Советские и постсоветские принципы формирования политической элиты современного Татарстана

Г.Я. Гузельбаева
к. социол. н, ст. преподаватель каф. социологии КГУ

 

Среди наиболее актуальных проблем, к изучению которых чаще всего обращаются российские элитологи, — это вопрос о том, насколько современная политическая элита России сохранила в своем составе элементы советской номенклатуры, и в какой степени это влияет на сегодняшние принципы ее рекрутирования.

В данной статье мы попытаемся проанализировать эту проблемы на примере Татарстана — региона, который уже с начала 1990-х гг. отличало наличие самостоятельной, сплоченной политической элиты, сильной как по отношению к Центру, так и по отношению к оппозиционным группировкам внутри республики.

Чтобы понять принципы формирования современной политической элиты РТ и сравнить их с основами и принципами рекрутирования советской элиты, мы использовали синтез позиционного и репутационного подходов, а также обратились к анализу биографий.

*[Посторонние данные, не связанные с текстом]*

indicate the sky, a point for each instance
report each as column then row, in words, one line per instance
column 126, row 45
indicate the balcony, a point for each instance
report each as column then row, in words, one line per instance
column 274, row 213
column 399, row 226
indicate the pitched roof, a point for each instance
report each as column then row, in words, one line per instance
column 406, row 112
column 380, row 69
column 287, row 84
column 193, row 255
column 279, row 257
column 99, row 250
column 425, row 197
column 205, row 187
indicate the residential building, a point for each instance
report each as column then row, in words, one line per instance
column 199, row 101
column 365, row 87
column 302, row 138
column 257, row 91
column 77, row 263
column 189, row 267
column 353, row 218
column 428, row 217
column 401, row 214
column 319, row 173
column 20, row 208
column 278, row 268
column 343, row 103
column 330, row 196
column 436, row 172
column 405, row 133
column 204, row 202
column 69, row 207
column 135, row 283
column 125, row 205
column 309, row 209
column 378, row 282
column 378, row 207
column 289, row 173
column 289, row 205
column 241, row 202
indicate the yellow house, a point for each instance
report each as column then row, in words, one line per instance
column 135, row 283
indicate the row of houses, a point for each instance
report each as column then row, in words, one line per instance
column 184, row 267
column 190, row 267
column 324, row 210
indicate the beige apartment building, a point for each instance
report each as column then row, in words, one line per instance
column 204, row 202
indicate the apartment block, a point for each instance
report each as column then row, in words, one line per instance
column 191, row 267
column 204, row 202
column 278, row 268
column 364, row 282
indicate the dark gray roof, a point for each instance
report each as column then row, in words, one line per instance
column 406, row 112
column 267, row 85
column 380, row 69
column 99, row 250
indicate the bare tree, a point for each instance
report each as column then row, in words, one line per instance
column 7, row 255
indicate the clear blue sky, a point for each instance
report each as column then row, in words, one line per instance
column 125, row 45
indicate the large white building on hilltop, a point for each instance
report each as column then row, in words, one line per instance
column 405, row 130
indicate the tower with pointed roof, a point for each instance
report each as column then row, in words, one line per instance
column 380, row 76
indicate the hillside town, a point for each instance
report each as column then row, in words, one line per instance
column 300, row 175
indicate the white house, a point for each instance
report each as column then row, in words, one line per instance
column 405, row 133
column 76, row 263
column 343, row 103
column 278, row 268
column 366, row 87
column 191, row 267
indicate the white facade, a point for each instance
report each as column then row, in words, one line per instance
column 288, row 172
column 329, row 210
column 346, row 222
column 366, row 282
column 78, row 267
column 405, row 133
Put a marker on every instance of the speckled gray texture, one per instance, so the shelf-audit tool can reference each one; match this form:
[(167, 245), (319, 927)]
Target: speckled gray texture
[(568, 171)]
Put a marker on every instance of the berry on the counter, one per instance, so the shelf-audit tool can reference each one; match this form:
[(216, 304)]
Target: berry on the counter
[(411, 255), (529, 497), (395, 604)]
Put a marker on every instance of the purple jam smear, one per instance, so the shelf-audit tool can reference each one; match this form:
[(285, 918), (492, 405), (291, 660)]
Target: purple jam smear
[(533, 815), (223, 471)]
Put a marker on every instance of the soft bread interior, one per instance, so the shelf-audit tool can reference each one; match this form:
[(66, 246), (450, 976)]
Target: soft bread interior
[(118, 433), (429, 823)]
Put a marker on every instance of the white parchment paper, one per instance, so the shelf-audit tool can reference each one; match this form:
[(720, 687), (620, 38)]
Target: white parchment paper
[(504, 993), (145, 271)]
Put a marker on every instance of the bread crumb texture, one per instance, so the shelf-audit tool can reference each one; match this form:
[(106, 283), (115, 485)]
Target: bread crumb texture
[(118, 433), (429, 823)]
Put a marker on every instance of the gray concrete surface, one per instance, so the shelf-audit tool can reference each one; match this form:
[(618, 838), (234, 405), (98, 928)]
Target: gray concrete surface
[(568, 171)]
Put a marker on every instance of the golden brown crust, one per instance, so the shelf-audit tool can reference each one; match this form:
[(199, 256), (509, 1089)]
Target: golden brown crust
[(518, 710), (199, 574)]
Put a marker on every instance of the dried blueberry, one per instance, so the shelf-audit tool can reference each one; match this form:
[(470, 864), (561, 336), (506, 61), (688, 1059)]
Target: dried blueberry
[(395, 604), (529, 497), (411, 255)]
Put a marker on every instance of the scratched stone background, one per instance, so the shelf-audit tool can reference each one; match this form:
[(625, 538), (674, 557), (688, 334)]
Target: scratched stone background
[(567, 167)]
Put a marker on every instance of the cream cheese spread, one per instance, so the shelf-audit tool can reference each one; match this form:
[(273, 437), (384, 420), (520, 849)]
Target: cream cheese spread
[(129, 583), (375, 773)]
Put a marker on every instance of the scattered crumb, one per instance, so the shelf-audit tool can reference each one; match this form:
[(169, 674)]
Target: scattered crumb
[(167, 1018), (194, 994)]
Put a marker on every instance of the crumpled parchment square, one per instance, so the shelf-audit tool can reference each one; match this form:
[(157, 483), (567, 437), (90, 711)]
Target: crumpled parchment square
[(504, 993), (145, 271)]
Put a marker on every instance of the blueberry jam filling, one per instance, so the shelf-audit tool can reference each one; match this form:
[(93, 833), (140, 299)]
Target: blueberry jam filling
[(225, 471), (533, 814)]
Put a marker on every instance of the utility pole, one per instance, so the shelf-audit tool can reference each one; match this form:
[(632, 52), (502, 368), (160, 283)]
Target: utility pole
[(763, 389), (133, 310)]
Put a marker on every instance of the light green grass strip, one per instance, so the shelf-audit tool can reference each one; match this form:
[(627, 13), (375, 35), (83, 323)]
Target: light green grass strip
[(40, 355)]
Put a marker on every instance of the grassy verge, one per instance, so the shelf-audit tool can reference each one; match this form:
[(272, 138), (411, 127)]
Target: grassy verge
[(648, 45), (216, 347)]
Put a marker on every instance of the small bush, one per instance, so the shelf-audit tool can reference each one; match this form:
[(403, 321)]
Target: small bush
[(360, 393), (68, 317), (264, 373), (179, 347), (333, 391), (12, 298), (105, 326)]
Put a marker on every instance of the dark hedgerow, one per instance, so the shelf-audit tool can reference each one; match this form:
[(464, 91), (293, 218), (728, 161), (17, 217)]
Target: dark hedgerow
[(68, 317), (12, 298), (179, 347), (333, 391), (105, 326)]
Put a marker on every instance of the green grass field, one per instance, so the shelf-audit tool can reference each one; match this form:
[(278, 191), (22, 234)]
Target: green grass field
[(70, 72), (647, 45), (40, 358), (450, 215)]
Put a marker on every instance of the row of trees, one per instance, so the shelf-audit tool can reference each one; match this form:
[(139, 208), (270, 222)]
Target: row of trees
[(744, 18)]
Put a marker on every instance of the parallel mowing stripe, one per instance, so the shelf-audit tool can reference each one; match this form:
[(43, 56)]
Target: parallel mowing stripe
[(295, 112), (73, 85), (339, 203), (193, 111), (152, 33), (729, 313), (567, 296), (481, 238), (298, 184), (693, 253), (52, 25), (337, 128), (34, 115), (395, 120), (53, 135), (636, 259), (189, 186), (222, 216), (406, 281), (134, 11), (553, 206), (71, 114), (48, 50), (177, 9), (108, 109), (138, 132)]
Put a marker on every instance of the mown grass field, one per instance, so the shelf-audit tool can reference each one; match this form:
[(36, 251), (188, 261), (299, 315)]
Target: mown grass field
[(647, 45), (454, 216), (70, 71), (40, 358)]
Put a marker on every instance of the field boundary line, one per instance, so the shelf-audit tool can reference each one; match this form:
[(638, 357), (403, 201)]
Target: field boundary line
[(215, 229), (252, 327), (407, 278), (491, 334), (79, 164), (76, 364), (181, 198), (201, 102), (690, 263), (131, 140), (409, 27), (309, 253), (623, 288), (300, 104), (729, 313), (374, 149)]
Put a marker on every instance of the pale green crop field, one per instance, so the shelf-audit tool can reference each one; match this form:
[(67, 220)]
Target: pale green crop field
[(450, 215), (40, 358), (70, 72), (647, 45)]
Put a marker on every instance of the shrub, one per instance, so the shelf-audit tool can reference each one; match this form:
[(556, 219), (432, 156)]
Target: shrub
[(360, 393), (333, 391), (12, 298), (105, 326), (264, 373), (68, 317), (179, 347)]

Номенклатурный работник высшего звена в советской Татарии, чтобы достичь высокой позиции, должен был пройти определенные этапы карьерного пути и иметь определенные пункты в своей биографии. В наиболее типичном варианте это включает в себя:

1) сельское происхождение (на момент распада СССР подавляющее большинство политической элиты ТАССР были выходцами из сельской местности (по данным М.Фарукшина, около 70%); это явно не соответствовало распределению населения Татарстана на городскую (71%) и сельскую (29%) части);

2) высшее образование, часто — сельскохозяйственный и ветеринарный институты (можно сказать, что Казанский сельскохозяйственный институт был единственным необществоведческим вариантом высшего образования для татар, не желающих менять малую родину и этническую принадлежность);

3) партийное образование;

4) работа в районной администрации и/или районом комитете партии.

Так, биография Президента РТ М. Шаймиева, который родился в деревне, закончил Казанский сельскохозяйственный институт, является типичной и включает в себя хозяйственную деятельность в аграрном комплексе, партийную работу, руководство номинальным правительством республики, затем ее обкомом и парламентом (интересно, что он избежал обязательное в те годы партийное образование). Нынешний вице-премьер, министр сельского хозяйства и продовольствия РТ М. Ахметов имеет в своей биографии все четыре пункта. А премьер-министр РТ Р. Мин­ниханов только два (сельское происхождение и сельхозинститут). Председатель Госсовета и все три его заместителя (все — члены партии «Единая Россия») имеют опыт работы в обкоме КПСС. Всего по элите к началу XXI в. подавляющее большинство лидеров республики имело опыт работы в партаппарате.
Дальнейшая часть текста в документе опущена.